First, the optimal time to harvest CTN-Gluc and CTNΔG-Gluc was determined to be 72 h after transfection, while that for harvest of CTN/GQ333R-Gluc could be delayed to 96 h or even longer. Before this study, the harvest time for recombinant RVs depends on many factors, such as the concentration of different plasmids, condition of transfected cells, transfection techniques and so on. In present, the introduction of Gluc provides an indication for the harvest of different recombinant RVs through quantitative detection which is more convenient to perform, instead of empirical judgment which depends on the experience accumulation in a certain lab or group.

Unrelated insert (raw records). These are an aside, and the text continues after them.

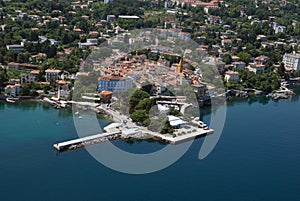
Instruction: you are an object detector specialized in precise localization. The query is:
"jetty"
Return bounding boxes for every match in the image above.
[53,131,121,151]
[53,102,214,151]
[53,127,213,151]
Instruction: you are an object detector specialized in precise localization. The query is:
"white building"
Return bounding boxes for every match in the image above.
[78,38,98,50]
[282,54,300,70]
[6,43,25,52]
[21,70,40,84]
[45,69,61,82]
[224,71,240,82]
[98,76,133,92]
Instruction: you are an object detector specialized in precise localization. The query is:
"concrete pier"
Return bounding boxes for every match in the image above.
[53,131,121,151]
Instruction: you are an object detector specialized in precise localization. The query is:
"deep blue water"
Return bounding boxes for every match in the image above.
[0,98,300,201]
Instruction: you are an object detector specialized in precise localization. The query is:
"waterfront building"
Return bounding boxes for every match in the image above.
[6,44,25,52]
[224,70,240,82]
[100,90,113,102]
[247,63,266,74]
[21,70,40,84]
[45,68,61,82]
[232,61,246,70]
[282,53,300,70]
[78,38,98,50]
[98,76,133,92]
[4,84,21,96]
[8,62,38,70]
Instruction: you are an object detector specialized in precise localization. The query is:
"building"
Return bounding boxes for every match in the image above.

Second, compared with CTN-Gluc and CTN/GQ333R-Gluc, CTNΔG-Gluc has potential to express gene marker Gluc at a higher level, which was the same as the result of a previous study that G-deficient vector expresses transgenes at extremely high levels (Wickersham et al., 2007). The gene marker Gluc was inserted in the form of an intact transcriptional unit including transcriptional start signal AACA, open reading frame of Gluc gene and transcriptional stop signal poly(A)7. Therefore, Gluc can be transcripted and translated the same as virus proteins. Because there are five genes (totally 13510 nt) and Gluc gene is in the fourth position of CTNΔG-Gluc genome while there are six genes (totally 15133 nt) and Gluc gene is in the fifth position of CTN-Gluc and CTN/GQ333R-Gluc genome, virus transcription and replication of recombinant CTNΔG-Gluc is greater than that of recombinant CTN-Gluc and CTN/GQ333R-Gluc illustrating transcriptional attenuation.

Third, the G protein supplied in the recovery procedure can be slightly helpful for the formation of virus assembly. In this study, all the recombinant plasmids were transfected with/without the helper plasmid expressing RV glycoprotein. Gluc activity in systems with an G-helper plasmid was slightly higher than that in systems just with the three essential N, P and L-helper plasmids, although not dramatically (Fig. 5), which was consistent with previously study (Morimoto et al., 2000).

Fourth, one promising application of RV-based vectors is for gene transfer and genetic engineering vaccines for other infectious diseases. High-level expression of therapeutic genes or antigens of other pathogens may be necessary for optimal use. Virus yield in MNA cells was quite low when compared to the parental virus and other RV-based vectors reported previously (Schnell et al., 1994, Ito et al., 2001, Inoue et al., 2003, Wu and Rupprecht, 2008), and the same as the previously reported recombinant CTN-GFP and CTN-ferritin viruses (Huang et al., 2010, Liu et al., 2010). The reason for this is not clear. The efficiency of rescued virus is affected by multiple factors (Inoue et al., 2003). Before the study, we suspected whether the nonpathogenic glycoprotein plays a role in the low rescued virus titer. Previous studies had shown that the attenuation of RV is associated with its ability to induce apoptosis in neuronal cells, and that the G protein is responsible for triggering the apoptosis cascade (Jackson and Rossiter, 1997). Unfortunately, the results from this study showed that the level of rescued virus titer was lowered even when the amino acid in G333 position of glycoprotein was mutated from nonpathogenic Gln to pathogenic Asp, which rejects our hypothesis.

In conclusion, although the low virus titer needs to be improved and further examinations including virus stability and safety in cell culture and animal inoculation are also required, this study has proved that human rabies vaccine strain CTN181 is a promising viral vector including replication competent and replication constrained vectors. These vectors might be further used in the research of recombinant vaccines for some viral diseases when the pathogen cannot be easily cultivated.